As a trainer, the introduction of eLearning in the early 2000’s and its subsequent growth, can seem like a significant threat to our role. Replacing facilitator led or face to face training with a cheaper and seemingly easier way of upskilling staff, has great appeal for businesses.
Training delivered online through a Learning Management System (LMS), is certainly a smart option for businesses. It is a convenient means of delivering training, allowing employees to access and complete courses through their PC, laptop, tablet or even their mobile phone.
It is also cost effective, particularly for those businesses who have outlets or offices nationally or even globally. No longer are they faced with the substantial costs involved in getting staff to a venue, which regularly includes travel expenses, accommodation and a mountain of other expenses. Learners can complete training at their own pace, in their own home or work location.
eLearning is a great way of onboarding new staff, upskilling in basic product knowledge and the introduction of simple policies and procedures. For training of more humanistic subjects such as sales and customer service however, face to face training is still ideal.

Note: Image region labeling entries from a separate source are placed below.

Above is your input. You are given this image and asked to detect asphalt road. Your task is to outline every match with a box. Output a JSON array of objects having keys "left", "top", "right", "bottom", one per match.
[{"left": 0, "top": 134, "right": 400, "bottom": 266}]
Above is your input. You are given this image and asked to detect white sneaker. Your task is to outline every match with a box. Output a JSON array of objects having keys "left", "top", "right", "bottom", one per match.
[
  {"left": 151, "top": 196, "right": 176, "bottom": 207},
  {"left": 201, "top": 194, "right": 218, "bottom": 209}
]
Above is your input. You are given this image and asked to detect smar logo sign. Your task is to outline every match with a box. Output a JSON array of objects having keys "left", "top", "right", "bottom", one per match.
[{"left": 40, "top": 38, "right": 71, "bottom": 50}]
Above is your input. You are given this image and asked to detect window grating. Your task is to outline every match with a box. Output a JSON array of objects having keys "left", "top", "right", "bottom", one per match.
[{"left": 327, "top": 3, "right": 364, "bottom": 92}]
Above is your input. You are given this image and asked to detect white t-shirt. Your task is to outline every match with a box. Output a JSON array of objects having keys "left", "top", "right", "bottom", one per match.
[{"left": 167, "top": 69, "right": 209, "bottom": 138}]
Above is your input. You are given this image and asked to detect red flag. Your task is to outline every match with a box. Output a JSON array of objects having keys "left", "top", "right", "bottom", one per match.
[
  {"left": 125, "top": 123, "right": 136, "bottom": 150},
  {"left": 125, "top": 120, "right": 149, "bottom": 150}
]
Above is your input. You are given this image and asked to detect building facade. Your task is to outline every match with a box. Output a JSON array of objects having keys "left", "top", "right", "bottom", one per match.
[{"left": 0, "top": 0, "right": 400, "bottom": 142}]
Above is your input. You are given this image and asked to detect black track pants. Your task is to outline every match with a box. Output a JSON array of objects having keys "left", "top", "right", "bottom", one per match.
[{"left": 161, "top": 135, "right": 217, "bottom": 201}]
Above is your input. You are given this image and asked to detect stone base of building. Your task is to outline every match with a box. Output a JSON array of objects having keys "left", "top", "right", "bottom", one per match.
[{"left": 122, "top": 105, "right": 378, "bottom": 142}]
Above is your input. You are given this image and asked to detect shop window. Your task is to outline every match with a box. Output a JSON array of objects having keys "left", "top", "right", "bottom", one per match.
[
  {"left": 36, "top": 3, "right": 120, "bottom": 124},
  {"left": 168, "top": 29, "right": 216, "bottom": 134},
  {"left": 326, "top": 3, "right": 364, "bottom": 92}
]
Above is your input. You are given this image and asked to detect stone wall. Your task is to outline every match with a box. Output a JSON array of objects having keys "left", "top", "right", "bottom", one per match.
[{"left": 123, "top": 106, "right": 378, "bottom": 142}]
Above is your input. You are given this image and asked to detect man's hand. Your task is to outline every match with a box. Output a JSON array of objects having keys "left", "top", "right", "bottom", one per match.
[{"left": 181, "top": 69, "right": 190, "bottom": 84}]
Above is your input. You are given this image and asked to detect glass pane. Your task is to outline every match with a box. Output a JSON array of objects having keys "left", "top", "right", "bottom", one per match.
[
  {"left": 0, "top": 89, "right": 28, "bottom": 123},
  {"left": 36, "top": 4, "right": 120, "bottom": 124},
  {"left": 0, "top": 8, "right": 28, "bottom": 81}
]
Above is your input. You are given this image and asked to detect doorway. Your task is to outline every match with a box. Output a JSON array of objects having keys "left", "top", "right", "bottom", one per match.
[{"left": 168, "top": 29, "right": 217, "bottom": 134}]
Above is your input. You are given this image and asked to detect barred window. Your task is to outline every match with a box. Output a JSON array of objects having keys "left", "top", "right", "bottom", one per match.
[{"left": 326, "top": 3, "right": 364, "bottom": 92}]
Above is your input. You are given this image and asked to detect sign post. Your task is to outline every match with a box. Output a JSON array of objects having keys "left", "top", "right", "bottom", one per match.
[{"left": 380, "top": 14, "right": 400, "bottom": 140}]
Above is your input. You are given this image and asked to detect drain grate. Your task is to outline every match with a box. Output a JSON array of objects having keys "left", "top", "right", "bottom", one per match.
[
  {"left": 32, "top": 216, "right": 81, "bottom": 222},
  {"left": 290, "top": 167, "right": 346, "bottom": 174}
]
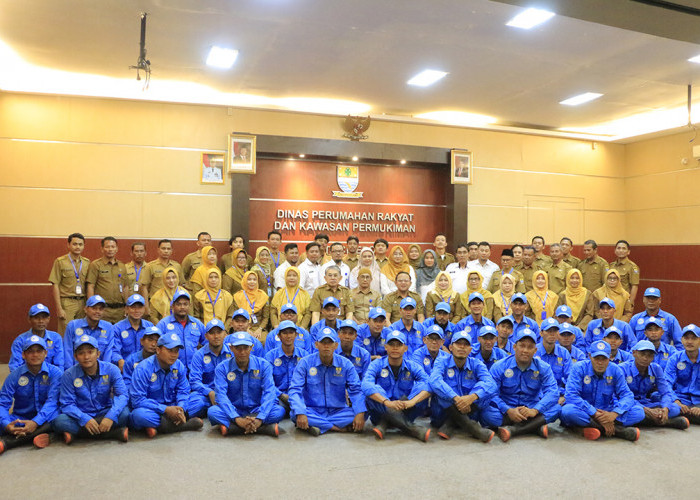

While modern eLearning platforms do provide the ability for learners to be part of discussion groups, the value participants obtain from real life group discussions, as well as hearing the experiences and insights of others, adds great depth to the learning experience. Not to mention the morale and motivation boost that comes from gathering a team in one location, who may otherwise never get the opportunity to put a face to a name or to the voice on the other end of the phone.
When staff physically attend training, a facilitator has the ability to guide learning, respond to live questions and recap or review where necessary. Although online learning has the ability to create quizzes, tests and assignments to assist learners in understanding and recalling information, there isn’t the ability to apply newly learned skills in role plays and other activities often included in live training sessions or workshops.
eLearning is certainly a great platform for businesses to upskill, refresh and develop their team however, there is still a place for face to face learning or even blended learning; with a combination of online and classroom training. Through offering an array of subjects through various training methods, both personal and business growth can be the result.